Monday, May 18, 2009

Acne antibiotic may be treatment for brain fever

Minocycline reduces death in JE-infected mice and could do the same in humans, say researchers.If Indian scientists can transfer their laboratory success to human trials, a common acne-treating antibiotic could well turn out to be a life saver for patients of Japanese encephalitis (JE), commonly known as brain fever.

Researchers at the National Brain Research Centre (NBRC) in Manesar, Haryana, have shown that the common antibiotic minocycline reduces death in JE-infected mice and believe it could do the same in humans.


“Even if we replicate a fraction of the success in animals reported by NBRC team, we can save several lives and prevent many others from being maimed every year,” says N.C. Borah, managing director of the Guwahati Neurological Research Centre (GNRC).

He plans to undertake clinical trials in May at GNRC and two other hospitals in Guwahati and Dibrugarh as each of these centres receive 300-400 seriously ill JE patients every season that typically begins with the monsoon.

A viral disease that causes inflammation of the brain, JE kills about one-third of its patients and half the remaining end up with serious disabilities including cognitive and behavioural impairment. The infection is endemic in India, where 135 districts in 15 states routinely report cases, according to the Union ministry of health and family welfare.

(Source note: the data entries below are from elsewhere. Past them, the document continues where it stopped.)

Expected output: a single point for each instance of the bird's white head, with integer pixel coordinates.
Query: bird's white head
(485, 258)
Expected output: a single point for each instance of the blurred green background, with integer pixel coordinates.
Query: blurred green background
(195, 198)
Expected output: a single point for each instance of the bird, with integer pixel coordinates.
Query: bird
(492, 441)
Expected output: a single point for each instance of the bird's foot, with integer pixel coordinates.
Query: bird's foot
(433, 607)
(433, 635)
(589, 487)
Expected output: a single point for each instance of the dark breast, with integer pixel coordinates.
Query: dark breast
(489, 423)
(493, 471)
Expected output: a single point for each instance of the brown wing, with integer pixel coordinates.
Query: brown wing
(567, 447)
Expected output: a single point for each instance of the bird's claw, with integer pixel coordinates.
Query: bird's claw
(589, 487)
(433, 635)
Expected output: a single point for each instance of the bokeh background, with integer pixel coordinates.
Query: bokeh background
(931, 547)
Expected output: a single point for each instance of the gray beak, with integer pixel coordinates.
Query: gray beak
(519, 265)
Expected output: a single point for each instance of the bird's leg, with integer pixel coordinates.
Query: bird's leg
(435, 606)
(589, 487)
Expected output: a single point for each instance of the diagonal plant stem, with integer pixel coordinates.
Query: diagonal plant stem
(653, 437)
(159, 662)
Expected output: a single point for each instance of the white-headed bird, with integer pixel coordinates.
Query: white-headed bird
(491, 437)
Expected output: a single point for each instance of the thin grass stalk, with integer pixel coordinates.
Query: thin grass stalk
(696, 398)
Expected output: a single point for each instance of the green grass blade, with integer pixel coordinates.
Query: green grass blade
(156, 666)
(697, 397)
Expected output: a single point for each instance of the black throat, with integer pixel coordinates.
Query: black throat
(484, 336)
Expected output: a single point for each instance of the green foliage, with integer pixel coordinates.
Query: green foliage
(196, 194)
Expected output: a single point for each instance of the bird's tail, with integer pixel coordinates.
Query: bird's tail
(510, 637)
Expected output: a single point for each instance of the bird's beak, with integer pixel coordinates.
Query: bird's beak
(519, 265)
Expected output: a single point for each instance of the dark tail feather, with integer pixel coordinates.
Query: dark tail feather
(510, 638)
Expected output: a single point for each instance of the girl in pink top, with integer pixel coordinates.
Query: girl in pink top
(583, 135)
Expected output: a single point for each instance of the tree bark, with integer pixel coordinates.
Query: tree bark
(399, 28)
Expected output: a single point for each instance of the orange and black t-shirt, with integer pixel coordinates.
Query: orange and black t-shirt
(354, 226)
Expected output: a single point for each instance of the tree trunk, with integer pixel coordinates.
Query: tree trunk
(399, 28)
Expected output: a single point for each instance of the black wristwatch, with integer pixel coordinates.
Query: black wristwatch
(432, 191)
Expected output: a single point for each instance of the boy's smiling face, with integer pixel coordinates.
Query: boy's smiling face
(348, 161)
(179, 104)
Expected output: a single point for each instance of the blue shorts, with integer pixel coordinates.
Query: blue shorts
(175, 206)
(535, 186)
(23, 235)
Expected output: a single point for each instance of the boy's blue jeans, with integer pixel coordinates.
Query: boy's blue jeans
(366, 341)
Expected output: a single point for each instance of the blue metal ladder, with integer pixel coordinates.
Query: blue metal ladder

“No effective treatment exists today, what we have is only supportive,” says Anirban Basu, the lead researcher from NBRC, who thinks clinical success could lead to immediate therapy, as minocycline is an inexpensive and freely available drug currently used for treating bacterial infections of the skin, teeth and urinary tract.

Basu’s early work showed that minocycline not only reduced the inflammation in the brain, but also stemmed loss of healthy neuronal cells and decreased the viral load (a measure of the severity of a viral infection). However, questions like how effective the drug will be, if there’s a time lag between the infection and the treatment, or whether it will reduce the disabilities in survivors can be answered only after the human trials, says Basu.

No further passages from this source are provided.